More than before when he led fine but unexceptional performances — such as at Festival del Sole six years ago, when Gilbert was in constant orbit between Stockholm and Hamburg, with sidetrips to the Santa Fe Opera — the conductor this time established close and effortless contact with the orchestra, polishing off the two similar classics with panache.

Renaud Capuçon
Renaud Capuçon

The Beethoven and the Haydn are both late works, both sunny, graceful, and rhythmically joyful pieces.

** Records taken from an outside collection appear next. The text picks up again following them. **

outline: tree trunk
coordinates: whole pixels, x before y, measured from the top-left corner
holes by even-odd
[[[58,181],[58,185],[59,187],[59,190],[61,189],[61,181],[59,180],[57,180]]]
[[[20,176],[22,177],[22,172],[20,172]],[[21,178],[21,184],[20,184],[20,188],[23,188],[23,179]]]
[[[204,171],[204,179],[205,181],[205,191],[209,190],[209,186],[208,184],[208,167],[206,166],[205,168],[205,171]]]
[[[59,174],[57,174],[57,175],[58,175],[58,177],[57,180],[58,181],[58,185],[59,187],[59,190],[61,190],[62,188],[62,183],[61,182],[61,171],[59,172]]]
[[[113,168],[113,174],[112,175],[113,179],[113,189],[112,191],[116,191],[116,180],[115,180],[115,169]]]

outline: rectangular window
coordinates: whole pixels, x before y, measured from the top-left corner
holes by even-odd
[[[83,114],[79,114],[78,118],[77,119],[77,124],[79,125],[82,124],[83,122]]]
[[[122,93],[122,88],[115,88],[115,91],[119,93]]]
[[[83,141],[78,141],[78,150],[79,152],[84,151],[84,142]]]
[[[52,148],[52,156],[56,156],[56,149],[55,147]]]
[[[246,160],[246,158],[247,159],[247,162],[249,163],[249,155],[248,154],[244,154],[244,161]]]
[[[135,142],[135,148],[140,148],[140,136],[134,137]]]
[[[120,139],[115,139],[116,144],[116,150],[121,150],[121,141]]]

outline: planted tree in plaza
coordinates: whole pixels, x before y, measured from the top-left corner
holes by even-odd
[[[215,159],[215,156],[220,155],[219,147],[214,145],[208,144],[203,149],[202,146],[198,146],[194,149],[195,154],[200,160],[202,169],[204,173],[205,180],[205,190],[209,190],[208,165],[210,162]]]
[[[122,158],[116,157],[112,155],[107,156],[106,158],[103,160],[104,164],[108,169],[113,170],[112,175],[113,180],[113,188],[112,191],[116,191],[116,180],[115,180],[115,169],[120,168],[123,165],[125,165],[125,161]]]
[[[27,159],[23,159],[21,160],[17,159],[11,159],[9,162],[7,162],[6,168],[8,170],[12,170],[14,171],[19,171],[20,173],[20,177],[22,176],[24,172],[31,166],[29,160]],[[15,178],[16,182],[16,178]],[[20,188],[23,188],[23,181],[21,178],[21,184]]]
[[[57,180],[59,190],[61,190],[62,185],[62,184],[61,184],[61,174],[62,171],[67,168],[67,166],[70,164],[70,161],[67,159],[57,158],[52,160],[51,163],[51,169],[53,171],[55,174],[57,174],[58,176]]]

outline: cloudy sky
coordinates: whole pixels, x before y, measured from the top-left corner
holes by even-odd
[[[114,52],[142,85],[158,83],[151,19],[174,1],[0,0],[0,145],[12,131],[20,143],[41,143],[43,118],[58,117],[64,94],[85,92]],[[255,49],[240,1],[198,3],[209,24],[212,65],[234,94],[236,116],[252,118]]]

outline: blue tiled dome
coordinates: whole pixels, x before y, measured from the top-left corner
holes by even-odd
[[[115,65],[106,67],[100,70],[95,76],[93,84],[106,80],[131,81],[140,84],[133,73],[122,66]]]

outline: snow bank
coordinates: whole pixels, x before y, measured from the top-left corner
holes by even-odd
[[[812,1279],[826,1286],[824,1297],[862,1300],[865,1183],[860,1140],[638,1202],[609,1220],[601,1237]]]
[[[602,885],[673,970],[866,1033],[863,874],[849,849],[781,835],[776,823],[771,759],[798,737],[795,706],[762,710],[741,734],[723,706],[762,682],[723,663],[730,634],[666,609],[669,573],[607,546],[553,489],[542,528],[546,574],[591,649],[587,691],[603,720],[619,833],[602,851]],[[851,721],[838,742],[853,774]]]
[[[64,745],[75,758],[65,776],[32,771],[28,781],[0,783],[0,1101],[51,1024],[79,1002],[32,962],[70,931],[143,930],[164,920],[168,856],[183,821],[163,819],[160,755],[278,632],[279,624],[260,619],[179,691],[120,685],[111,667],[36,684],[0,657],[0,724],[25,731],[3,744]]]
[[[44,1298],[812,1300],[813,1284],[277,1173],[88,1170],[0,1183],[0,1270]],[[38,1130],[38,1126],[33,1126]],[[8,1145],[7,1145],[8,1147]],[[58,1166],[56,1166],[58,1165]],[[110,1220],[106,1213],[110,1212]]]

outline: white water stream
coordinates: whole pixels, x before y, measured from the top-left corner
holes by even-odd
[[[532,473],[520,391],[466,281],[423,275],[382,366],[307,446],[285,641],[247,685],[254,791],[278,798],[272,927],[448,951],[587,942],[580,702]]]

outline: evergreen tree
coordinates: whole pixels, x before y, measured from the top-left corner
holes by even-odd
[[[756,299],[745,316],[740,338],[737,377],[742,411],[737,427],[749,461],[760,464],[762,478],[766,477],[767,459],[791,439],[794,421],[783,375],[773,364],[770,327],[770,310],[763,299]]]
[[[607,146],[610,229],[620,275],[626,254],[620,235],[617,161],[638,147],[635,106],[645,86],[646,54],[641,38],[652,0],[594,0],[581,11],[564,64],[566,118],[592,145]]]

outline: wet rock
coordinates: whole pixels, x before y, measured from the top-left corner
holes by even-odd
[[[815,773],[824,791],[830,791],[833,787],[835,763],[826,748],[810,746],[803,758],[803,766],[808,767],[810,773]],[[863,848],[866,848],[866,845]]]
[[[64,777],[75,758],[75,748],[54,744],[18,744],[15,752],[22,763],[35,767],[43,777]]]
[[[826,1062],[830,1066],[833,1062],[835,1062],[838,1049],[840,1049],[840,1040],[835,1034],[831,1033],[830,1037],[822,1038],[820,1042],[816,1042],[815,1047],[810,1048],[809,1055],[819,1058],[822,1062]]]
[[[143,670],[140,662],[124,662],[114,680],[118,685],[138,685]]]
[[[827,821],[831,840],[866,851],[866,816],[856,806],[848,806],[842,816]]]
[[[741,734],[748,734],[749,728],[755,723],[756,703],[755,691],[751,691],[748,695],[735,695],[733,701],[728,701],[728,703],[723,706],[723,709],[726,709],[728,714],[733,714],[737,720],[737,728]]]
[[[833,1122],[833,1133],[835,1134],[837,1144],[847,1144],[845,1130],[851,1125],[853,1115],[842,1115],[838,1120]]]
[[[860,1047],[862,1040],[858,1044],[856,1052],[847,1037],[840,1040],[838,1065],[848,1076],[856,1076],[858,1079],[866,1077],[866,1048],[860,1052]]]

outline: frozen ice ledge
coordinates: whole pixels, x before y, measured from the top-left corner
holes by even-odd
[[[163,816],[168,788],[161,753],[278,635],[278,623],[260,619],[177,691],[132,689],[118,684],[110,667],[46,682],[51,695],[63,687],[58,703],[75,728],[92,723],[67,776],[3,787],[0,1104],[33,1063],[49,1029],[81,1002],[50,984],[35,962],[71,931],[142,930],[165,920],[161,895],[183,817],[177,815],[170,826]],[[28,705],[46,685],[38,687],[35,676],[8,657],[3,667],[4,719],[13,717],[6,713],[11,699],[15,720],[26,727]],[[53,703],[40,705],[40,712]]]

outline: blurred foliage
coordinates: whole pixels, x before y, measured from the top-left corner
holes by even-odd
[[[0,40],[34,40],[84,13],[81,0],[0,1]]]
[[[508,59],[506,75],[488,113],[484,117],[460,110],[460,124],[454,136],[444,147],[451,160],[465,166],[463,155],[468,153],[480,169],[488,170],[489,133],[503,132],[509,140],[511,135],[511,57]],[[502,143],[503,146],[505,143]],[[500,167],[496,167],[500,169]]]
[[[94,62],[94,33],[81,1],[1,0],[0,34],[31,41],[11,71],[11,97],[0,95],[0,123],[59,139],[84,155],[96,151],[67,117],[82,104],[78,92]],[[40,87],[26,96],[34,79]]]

Conducting with small, but clear gestures, Gilbert had the strings together as they are at their best outings; woodwinds shone, the brass at times did not.

In the Beethoven, the closing of the Allegro was magical, the Allegretto lived up to the scherzando marking, the last two movements were exactly right, all elements in place but also lively and fresh.

If anything, the Haydn made an even greater impression, melding the rich orchestral sound with a spectacularly steady forward motion, pulling melodies, harmonies, and rhythms together — leading up to the delighful, irresistible finale.

Dutilleux, turning 96 in January, wrote the violin concerto for Isaac Stern in 1985. Renaud Capuçon, the soloist in Davies Symphony Hall, was using Stern's 1737 Guarneri del Gesù "Panette," also the instrument at the Paris premiere and when Stern played the work at the only other San Francisco performance, in 1988.

L’Arbre des songes (The Tree of Dreams) has a dreamlike, eerily quiet opening, with Robin Sutherland's delicate piano ostinato becoming part of the orchestral fabric. Capuçon's solo entry and his nonstop, virtuoso playing provided perfect clarity in the devilishly complex score.

For a composer who counted Fauré and Ravel among his contemporaries and friends, the Dutilleux work shows virtually no trace of their influence. With a slight nod to Bartók and — especially — Debussy, this is all Dutilleux and no one else.

Capuçon and the orchestra — with clarinet, bass clarinet, harp, and oboe d'amore having special roles — maintained convincing control over the ever-shifting inner voices of this engaging work.

You have to read the program, or the score, to realize that there are such adventurous components of the work as "controlled music of chance, the notation confined to pitches or pitch areas, with few rhythmic indications ..." All I heard was beautiful music, a concerto both resolutely modern and completely accessible.

And that's the short and the long of it.